In a market with negative funding, low spot trading volumes, and 200-day moving average overhead, a broader liquidity catalyst is needed for further upside.
As of May 6, the Federal Reserve’s balance sheet had total assets of approximately $6.71 trillion, reserves of more than $3 trillion, and the Treasury Department’s general account of $878 billion.
The TGA absorbs reserves from the banking system and drains liquidity from increasingly risky assets. The Treasury Board’s Borrowing Advisory Committee projected that the TGA would end the third and fourth quarters of fiscal 2026 at $900 billion and $950 billion, respectively.
The committee noted that oil prices have risen nearly 80% since the beginning of 2026, a source of supply-side inflation that continues to tie the Fed’s hands regardless of stock performance.
Bitcoin’s valuation lies between Fed liquidity and real interest rates. AI Bridging Megacap technology to separate revenue sustainability, capital return programs, and revenue visibility.
Result of split
As the inflation shock subsides, the likelihood of a Fed rate hike diminishes and the dollar weakens.
In such an environment, ETF inflows could resume on a large scale after a temporary reversal, and short covering could compress funding rates from negative to neutral, with the $80,000 to $85,000 range becoming a floor rather than a ceiling.
Citi’s BTC bullish scenario targets $165,000 over 12 months, conditional on easing liquidity, sustained ETF demand, and progress in crypto-specific legislation.
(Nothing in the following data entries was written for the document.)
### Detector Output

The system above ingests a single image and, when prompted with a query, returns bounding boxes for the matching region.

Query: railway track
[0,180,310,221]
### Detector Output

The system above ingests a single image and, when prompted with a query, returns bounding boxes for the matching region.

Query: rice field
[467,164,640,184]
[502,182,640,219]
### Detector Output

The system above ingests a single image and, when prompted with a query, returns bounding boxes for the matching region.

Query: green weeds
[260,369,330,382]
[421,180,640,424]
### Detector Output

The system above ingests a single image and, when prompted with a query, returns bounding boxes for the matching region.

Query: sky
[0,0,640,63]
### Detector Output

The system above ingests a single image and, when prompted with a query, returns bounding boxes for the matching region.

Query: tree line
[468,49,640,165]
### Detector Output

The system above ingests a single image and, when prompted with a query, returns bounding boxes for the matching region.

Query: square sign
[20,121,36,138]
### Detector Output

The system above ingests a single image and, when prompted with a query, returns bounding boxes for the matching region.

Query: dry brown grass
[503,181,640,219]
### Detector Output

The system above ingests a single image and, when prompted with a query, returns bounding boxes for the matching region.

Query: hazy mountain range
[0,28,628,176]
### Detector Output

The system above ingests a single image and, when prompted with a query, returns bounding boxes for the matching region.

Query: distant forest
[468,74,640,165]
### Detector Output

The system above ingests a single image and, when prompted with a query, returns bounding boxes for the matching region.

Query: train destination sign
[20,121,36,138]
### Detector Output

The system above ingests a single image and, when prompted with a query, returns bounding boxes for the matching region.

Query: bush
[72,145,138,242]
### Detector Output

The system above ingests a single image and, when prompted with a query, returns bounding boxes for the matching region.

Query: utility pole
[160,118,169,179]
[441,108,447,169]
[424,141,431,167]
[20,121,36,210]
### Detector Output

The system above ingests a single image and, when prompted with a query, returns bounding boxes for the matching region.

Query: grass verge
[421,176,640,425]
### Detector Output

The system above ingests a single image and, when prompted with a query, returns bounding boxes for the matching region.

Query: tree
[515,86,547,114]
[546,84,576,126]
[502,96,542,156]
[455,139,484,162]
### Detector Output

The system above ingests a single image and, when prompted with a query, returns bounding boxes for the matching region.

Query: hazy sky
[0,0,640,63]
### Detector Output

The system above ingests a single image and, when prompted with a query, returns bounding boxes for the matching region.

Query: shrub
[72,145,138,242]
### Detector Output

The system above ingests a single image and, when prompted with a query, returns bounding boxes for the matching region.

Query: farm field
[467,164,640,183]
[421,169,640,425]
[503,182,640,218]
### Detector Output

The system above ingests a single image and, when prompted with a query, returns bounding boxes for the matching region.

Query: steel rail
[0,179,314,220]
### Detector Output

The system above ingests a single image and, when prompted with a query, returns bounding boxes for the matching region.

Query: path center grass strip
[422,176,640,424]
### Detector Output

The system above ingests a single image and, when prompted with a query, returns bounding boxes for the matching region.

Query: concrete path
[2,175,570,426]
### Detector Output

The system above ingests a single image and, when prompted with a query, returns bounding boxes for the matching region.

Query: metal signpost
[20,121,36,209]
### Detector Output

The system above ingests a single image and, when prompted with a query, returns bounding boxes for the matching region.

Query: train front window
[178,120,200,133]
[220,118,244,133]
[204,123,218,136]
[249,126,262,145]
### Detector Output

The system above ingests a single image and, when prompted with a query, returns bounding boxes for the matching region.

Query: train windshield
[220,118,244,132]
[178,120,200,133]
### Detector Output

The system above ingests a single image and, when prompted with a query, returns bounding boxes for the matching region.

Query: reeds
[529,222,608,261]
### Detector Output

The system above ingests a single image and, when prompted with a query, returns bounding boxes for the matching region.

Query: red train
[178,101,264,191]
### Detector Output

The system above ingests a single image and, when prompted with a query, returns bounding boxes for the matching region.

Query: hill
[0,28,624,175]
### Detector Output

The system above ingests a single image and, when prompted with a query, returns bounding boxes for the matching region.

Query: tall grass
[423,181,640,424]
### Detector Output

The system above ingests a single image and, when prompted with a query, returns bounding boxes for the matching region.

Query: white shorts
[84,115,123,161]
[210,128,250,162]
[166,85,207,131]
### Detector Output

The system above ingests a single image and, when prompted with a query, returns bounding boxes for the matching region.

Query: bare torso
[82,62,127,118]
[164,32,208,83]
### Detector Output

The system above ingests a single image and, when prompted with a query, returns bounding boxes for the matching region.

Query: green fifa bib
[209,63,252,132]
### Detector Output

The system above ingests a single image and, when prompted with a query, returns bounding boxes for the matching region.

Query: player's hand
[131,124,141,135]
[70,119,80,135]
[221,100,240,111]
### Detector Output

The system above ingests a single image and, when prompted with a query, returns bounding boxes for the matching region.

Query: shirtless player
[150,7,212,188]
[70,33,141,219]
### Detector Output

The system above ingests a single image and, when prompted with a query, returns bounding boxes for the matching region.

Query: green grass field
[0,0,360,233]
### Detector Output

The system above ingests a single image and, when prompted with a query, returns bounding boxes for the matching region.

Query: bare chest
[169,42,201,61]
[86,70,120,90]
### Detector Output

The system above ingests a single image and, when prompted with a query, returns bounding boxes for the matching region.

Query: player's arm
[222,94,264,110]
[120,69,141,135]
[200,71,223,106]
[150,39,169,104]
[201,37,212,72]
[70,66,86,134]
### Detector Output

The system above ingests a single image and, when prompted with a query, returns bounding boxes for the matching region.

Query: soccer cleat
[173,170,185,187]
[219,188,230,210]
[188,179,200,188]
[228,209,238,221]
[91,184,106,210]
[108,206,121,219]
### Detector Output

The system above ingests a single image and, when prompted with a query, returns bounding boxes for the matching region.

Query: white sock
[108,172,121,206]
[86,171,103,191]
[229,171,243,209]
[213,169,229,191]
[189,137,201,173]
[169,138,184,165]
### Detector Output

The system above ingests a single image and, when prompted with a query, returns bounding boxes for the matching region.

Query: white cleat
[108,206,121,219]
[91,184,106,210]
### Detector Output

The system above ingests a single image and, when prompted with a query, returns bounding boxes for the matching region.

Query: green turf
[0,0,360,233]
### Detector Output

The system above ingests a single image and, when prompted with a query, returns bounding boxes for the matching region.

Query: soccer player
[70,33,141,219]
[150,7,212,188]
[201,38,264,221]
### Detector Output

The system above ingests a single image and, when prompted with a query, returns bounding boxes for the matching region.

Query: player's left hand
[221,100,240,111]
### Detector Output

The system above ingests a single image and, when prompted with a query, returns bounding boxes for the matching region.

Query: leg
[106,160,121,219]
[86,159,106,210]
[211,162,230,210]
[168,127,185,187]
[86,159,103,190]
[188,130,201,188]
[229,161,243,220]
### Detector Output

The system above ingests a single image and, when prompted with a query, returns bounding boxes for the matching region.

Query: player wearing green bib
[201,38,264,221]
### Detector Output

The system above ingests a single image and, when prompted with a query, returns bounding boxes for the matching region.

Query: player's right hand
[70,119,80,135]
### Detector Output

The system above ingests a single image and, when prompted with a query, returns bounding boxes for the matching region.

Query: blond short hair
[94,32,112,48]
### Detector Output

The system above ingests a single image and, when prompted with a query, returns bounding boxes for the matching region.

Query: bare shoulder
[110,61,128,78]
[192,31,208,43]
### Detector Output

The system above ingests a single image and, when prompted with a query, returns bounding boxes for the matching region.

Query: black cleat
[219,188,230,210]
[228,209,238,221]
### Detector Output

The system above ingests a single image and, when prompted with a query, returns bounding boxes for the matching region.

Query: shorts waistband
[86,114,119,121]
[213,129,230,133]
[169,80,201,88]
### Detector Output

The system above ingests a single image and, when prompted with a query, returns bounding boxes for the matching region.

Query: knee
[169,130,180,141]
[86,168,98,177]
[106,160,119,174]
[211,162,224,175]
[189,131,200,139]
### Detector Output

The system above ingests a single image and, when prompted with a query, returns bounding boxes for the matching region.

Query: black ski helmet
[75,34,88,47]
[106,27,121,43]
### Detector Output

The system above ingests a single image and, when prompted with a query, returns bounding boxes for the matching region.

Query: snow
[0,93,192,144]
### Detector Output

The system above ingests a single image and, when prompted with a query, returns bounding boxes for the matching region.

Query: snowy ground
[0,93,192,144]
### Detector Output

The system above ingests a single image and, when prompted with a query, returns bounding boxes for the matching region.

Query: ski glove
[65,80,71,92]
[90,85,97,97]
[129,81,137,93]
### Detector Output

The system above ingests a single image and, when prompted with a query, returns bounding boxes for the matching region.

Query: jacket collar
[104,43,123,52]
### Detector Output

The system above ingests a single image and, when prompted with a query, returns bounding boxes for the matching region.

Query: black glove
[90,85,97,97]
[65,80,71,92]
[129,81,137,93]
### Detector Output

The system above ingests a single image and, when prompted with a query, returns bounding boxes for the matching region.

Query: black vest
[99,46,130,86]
High beta trading is again at work in this scenario, driven by easing liquidity and demand for ETFs rather than index-level price movements.
| scenario | macro trigger | BTC trigger | Probably the influence of BTC |
|---|---|---|---|
| bull case | Inflation shocks will fade. The probability that the Fed will raise interest rates will decline. dollar weakens | ETF inflows resume. Funding moves towards neutrality. BTC collects $80,000-85,000 | Support will be between $80,000 and $85,000. Citi bull case damages $165,000 over 12 months |
| basic case | Inflation continues persistently but does not get worse | Mixed ETF flows. BTC chop is about $80,000 | Range market price. BTC lags behind megacap technology |
| bear case | PPI feeds into CPI/PCE. Probability of interest rate hike approaches 50% | ETF outflows continue. BTC fails to recover $80,000 | Testing the $74,000 to $68,000 zone |
| reverse macro | Liquidity will become even tighter. Oil shock continues | Deleveraging and stop losses accelerate | Citi’s reverse scenario suggests $58,000 |
If April’s PPI is not relieved and is reflected in May’s CPI and June’s PCE readings, increasing the probability of a price increase towards 50%, the situation for Bitcoin will deteriorate no matter what happens with megacap technology.
Three consecutive days of ETF outflows through May 12 indicate that institutional investors are already reducing exposure at this level.
Failure to recover $80,000 in the next few days will begin the test of the $74,000-$68,000 zone, where derivatives liquidations and retail stop losses are concentrated.
In Citi’s unfavorable macro scenario, Bitcoin is set at $58,000. Along that path, Bitcoin will absorb the macro downside on its own, while megacap technologies continue to bid for sustainability in AI revenue.